Dreher and fellow researchers analyzed the genetics of the microscopic cyanobacteria, also known as blue-green algae, in the samples.
The results, published this month in the journal Harmful Algae, revealed new information about exactly which cyanobacteria organisms produce specific toxins.
“And that’s sort of important, because once you know that organism you can study it in isolation and start to look at the factors that lead to its massive growth in a bloom,” Dreher said. “You really can’t get to the bottom of why these blooms are being produced without specific information.”
Dreher said knowing which organisms to study will be key to learning how to prevent harmful algal blooms in the future.

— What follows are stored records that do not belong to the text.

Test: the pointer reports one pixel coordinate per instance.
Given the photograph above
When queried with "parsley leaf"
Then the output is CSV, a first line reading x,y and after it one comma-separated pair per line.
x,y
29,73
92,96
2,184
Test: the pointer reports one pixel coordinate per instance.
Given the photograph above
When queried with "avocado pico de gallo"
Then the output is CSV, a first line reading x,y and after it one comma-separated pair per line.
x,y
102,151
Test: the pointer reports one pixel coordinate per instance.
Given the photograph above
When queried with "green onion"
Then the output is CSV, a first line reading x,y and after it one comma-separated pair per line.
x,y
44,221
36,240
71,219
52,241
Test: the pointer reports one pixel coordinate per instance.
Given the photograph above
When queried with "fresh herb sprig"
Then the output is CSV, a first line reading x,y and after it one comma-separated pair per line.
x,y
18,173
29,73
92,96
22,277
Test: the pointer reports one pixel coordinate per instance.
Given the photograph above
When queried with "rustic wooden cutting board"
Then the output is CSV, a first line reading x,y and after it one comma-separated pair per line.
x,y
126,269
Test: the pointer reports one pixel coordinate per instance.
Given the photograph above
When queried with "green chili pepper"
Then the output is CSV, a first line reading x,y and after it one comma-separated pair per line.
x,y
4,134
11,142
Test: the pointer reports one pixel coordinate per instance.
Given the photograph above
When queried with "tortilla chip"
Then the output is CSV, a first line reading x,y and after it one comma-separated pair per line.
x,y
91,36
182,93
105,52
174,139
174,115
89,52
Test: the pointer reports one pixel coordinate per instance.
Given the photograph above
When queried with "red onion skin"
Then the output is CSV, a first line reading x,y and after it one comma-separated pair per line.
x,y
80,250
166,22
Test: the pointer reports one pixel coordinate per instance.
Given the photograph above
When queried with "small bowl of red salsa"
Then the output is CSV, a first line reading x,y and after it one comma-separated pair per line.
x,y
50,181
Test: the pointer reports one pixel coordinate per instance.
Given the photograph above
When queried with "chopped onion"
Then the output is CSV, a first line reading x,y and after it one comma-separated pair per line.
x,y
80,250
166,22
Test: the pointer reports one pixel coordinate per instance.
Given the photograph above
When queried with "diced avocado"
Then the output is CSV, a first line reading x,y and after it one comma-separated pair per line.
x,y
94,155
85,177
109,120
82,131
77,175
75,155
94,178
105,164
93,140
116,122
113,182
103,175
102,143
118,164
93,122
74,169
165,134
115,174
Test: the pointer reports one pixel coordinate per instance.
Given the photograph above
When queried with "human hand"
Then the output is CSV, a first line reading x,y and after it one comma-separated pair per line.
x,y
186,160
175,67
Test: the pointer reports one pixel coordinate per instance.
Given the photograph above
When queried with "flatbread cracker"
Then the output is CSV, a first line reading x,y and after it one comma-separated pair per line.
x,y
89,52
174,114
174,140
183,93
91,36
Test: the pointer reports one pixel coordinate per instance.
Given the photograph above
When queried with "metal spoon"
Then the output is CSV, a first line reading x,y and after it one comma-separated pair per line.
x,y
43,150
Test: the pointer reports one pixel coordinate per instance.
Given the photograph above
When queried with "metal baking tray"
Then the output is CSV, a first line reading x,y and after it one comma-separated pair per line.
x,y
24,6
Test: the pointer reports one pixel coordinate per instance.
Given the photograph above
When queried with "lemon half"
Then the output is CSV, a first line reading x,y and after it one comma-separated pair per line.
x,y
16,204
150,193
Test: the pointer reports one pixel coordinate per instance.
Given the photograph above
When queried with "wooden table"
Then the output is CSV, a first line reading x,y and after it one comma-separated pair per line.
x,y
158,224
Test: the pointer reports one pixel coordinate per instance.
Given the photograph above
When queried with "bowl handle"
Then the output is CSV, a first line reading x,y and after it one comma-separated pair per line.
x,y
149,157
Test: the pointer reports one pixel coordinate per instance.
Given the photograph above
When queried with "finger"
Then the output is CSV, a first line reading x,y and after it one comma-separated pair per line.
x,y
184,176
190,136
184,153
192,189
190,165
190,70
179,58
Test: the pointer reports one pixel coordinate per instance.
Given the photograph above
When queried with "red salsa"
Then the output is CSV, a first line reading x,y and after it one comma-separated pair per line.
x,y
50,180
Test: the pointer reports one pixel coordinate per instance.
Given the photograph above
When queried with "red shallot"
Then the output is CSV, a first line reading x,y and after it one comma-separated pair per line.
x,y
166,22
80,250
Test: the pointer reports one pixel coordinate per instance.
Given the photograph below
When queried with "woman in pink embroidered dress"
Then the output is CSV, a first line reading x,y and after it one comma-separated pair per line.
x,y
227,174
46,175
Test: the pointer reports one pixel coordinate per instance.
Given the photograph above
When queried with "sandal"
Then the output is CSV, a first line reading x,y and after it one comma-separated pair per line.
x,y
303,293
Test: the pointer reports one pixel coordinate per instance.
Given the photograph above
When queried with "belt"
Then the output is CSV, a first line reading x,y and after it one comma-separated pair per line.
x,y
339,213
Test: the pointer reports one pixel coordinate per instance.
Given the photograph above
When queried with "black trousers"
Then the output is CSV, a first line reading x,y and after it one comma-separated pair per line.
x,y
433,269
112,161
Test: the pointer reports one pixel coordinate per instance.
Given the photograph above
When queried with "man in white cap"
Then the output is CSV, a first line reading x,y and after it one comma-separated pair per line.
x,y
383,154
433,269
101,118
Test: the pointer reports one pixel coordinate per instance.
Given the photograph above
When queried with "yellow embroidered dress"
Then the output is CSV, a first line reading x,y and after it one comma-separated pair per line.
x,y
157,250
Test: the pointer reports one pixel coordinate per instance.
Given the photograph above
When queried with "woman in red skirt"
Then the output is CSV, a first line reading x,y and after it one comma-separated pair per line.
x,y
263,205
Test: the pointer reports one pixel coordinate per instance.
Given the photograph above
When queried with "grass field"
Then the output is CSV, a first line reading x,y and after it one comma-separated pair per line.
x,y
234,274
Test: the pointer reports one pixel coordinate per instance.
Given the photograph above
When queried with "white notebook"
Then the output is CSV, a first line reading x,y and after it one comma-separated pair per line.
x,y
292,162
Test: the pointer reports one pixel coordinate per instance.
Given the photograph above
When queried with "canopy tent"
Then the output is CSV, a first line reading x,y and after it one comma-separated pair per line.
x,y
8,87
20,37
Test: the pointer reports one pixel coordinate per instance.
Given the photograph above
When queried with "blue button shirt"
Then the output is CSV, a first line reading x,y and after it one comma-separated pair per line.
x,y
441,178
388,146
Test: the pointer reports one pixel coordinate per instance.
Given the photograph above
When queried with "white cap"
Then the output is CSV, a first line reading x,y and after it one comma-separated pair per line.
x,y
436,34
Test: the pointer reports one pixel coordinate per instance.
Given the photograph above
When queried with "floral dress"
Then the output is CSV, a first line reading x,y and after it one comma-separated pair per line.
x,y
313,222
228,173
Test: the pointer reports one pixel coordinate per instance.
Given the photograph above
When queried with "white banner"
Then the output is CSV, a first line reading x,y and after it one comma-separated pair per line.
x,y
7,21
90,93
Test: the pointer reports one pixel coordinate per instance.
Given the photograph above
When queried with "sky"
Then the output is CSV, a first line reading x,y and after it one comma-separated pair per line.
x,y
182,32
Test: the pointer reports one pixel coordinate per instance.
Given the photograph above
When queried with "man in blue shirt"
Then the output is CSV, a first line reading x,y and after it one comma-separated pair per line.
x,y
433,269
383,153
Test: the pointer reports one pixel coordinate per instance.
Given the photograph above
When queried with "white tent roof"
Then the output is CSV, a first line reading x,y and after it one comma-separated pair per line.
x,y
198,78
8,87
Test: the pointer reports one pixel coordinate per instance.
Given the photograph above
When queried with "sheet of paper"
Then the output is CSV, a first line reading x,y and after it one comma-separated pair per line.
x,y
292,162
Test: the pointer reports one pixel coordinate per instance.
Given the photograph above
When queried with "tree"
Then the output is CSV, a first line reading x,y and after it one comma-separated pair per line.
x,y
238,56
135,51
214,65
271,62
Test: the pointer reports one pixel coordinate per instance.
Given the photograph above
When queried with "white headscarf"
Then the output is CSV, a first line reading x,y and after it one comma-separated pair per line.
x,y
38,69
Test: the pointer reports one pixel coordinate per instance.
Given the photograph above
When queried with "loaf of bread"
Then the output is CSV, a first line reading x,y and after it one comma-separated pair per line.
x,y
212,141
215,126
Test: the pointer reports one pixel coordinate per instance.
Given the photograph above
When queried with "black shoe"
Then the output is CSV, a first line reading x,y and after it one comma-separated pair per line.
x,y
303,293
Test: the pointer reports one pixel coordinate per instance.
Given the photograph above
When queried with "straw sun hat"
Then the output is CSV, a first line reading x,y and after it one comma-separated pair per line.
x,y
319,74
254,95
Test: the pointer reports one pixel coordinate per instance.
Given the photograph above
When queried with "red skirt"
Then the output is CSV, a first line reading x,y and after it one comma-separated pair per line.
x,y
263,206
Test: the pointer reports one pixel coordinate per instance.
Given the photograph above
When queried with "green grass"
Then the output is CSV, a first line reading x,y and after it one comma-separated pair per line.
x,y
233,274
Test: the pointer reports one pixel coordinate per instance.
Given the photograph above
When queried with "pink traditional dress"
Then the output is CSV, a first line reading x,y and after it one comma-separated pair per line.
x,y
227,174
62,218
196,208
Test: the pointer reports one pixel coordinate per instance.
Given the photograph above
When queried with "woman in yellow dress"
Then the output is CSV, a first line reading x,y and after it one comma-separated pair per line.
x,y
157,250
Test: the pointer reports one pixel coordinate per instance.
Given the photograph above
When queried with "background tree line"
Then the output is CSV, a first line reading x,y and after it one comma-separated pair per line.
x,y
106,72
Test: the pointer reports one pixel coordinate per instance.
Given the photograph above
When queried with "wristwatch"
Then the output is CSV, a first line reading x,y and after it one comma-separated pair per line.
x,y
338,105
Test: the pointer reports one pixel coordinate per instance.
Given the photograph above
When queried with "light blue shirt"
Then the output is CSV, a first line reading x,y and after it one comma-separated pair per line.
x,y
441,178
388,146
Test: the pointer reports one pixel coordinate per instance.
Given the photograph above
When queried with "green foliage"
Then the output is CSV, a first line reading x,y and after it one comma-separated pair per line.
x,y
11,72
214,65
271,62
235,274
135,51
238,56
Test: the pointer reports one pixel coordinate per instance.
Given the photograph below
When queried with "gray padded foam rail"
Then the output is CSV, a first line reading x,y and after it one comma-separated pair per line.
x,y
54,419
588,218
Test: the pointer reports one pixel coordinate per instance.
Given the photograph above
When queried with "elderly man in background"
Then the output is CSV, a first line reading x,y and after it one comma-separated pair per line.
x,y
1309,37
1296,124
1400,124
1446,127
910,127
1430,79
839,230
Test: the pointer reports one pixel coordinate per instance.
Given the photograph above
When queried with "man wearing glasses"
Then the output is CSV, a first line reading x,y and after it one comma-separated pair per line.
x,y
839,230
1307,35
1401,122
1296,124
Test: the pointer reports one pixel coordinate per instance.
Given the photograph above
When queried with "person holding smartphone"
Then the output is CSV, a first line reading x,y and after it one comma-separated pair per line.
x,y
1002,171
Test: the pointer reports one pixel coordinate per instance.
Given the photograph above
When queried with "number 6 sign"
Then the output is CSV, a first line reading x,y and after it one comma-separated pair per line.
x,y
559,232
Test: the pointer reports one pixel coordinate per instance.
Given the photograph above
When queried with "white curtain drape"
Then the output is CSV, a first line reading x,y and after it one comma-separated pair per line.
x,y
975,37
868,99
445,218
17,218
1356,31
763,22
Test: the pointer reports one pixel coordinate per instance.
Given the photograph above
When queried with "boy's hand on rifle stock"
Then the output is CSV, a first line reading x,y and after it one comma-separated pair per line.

His study found two types of cyanobacteria in Oregon’s Detroit Lake that were producing two different toxins. One of the toxins is known as cylindrospermopsin and the other is an uncommon form of microcystin, a recognized liver toxin.
In 2018, both toxins were found in Salem tap water. Authorities issued health advisories to alert vulnerable people not to drink the contaminated water.
Dreher said scientists knew these toxins had been produced in Detroit Lake previously, “but now we know the precise toxin types and the organisms making them.”
Related: Report finds Salem knew for years that algae could threaten water
Dreher’s research team also found microcystin in Odell Lake in the Cascades, Lake Billy Chinook in Central Oregon and Junipers Reservoir in Southern Oregon, where 30 steers died in 2017 from drinking toxic water.
The team found the same type of cyanobacteria had caused harmful algal blooms in all four of those lakes.
Cyanobacteria are found in all kinds of water bodies, and they can quickly multiply into harmful algae blooms with warm water temperatures and excess nutrients that can come from fertilizer runoff. Some strains of cyanobacteria can produce neurotoxins, and most toxin-producing algae can cause gastrointestinal illness and skin rashes.
A survey by the Environmental Protection Agency in 2007 found the toxin microcystin in one out of every three lakes sampled across the country.
Dreher ran a lab focused on harmful algal blooms at OSU for more than a decade and is still working on the problem in retirement.
“It’s an ecological dysfunction that you can see from satellite images from space and is causing a lot of concern worldwide,” he said. “We’ve seen much more of these and much bigger events, more frequent events, longer events of visible blooms that are stinky and that can be toxic.”
Scientists are anticipating even more harmful algal blooms with the warmer water temperatures that come with climate change.
“The good news is that not every cyanobacterial bloom that occurs in our lakes is toxic, although it is always wise to follow the rule of avoiding contact when there’s green growth in the water,” Dreher said.
If a person or a pet comes in contact with water that may contain harmful cyanobacteria, the Centers for Disease Control and Prevention recommends immediately rinsing off with fresh water. Dogs should not be allowed to lick the contaminated water off their fur, and a veterinarian should be called right away.
Anyone swallowing water near a harmful algal bloom should immediately call a doctor or poison control center.